A sucker, (the less woody sucker is called a watersprout), is when a plant root sends up a new stem away from the main stem.  In trees, it looks like new vertical growth from the base of the trunk.  Also, any robust growth below a graft union on a plant are suckers.  During the spring season of active growth many plants (mostly noticeable on crabapple, apple, and plum trees in the Denver area; but limited to these species) are responding to a stressed condition or poor pruning practices or both.  The stress the trees in the Denver area occurred the fall of 2014 and then again in the spring of 2015.  A tree will show signs of stress for several years.  Now is an excellent time to take stock of those suckers.

Watersprouts are easier to remove because they are smaller and have more fleshy leaf growth.  These can be manually removed by diligent pruning or cutting as the shoots appear.   Suckers are a bit tougher to remove.  They are usually growing in the wrong place on the plant, rob energy from the main plant, and if they are not removed, as in case of a grafted plant, will overtake the main plant as the suckers are coming from the rootstock part of the graft.  If the problem is extensive and manually removing the the suckers will prove to be most difficult, then the application of a little chemistry will be in order.

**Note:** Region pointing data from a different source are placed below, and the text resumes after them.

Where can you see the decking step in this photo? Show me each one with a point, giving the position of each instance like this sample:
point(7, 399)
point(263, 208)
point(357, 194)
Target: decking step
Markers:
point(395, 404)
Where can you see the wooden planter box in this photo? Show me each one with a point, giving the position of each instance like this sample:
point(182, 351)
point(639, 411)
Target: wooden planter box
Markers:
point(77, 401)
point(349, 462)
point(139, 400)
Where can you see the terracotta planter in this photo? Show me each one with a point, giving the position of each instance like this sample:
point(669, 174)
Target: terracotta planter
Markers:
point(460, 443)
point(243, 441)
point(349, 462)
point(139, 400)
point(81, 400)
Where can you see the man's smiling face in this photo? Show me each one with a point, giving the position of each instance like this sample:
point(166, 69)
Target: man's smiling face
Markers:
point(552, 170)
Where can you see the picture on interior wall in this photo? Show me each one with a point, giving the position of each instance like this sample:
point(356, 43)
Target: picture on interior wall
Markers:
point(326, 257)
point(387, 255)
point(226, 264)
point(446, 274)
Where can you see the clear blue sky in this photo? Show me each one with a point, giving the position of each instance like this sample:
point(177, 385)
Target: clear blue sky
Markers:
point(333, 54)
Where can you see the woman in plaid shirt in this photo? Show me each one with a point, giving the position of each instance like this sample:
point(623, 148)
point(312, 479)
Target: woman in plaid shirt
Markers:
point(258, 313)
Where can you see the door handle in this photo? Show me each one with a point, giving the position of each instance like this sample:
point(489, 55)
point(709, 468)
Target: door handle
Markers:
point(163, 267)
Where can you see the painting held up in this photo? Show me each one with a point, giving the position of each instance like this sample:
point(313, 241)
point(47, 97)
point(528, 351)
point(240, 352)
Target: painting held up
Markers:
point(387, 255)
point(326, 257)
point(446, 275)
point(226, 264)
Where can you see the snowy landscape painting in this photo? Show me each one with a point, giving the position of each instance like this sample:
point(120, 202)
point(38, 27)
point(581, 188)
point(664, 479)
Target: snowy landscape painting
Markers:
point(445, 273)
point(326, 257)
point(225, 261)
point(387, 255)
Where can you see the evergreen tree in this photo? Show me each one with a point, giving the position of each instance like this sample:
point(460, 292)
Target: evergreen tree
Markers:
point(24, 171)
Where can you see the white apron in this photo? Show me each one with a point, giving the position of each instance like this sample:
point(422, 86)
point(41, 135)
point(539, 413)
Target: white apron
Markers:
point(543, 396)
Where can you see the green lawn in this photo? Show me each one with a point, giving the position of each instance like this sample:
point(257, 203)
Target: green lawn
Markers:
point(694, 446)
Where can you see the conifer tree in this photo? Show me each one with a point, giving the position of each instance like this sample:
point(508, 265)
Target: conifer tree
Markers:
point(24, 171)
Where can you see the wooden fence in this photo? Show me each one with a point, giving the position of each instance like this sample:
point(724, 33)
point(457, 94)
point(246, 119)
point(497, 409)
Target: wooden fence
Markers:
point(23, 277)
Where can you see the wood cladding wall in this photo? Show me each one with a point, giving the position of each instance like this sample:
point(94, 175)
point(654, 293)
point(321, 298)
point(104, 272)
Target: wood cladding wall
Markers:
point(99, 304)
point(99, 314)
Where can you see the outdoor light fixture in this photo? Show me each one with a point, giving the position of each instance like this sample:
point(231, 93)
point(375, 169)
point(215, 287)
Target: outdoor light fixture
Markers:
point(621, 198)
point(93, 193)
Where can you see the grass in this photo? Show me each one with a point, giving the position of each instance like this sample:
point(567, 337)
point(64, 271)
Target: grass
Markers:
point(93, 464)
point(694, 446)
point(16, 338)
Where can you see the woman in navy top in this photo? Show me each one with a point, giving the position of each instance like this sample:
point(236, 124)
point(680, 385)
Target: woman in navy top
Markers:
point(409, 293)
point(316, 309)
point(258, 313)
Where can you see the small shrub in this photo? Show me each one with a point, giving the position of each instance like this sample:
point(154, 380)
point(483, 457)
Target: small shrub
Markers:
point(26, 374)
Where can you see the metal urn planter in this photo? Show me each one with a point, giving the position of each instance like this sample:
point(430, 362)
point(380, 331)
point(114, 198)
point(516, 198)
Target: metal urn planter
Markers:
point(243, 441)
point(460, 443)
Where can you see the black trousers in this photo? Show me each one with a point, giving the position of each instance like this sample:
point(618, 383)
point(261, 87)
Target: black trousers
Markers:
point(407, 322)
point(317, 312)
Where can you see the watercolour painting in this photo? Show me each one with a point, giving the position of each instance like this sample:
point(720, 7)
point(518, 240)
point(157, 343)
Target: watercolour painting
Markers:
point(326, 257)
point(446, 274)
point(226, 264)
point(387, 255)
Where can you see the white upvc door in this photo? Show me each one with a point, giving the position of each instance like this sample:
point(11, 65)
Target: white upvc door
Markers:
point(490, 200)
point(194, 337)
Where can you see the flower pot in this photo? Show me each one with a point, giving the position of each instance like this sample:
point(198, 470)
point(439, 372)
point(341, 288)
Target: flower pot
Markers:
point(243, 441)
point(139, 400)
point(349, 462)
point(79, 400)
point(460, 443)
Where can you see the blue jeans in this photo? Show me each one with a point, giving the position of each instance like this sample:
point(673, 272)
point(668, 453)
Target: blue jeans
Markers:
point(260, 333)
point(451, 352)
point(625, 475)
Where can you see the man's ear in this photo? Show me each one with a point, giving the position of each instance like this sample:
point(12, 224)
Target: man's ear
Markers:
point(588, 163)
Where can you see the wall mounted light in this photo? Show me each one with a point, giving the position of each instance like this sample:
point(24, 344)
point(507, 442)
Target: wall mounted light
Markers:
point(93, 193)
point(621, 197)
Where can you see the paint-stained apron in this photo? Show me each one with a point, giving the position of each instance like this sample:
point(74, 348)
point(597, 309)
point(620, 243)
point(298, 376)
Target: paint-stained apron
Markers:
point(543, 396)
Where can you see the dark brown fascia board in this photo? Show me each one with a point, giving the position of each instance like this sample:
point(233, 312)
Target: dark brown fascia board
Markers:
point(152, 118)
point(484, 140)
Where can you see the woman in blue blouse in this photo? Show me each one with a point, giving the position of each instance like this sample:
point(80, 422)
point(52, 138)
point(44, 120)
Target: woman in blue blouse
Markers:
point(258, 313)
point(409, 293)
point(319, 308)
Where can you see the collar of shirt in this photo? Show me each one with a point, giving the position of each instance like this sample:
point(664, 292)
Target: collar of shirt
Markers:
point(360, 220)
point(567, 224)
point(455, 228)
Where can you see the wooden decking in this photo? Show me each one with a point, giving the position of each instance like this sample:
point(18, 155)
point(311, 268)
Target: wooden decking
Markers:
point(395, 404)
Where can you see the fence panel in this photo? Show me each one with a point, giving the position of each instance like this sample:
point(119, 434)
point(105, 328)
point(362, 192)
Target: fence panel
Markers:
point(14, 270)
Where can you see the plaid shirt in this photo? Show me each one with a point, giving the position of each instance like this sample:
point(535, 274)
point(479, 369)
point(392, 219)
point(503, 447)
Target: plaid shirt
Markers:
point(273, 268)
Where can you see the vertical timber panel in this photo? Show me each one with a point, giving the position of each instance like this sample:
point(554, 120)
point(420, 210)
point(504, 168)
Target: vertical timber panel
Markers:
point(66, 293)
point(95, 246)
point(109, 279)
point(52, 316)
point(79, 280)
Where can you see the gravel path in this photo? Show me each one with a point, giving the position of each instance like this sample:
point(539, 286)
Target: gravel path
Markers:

The main ingredient in NAA is a plant growth regulator.  This chemical is used in the green industry to slow the growth of plants so they can be shipped at the proper stage for planting times throughout the country.  As a control method for suckers, when applied, performs in the same manner in the plant tissue, when applied during early sprout growth.  It may take 2-3 applications over a period of a season to slow and halt the growth of suckers on a tree.  If this is the management plan chosen, with any chemical process remember, the Label is the Law, more is not better.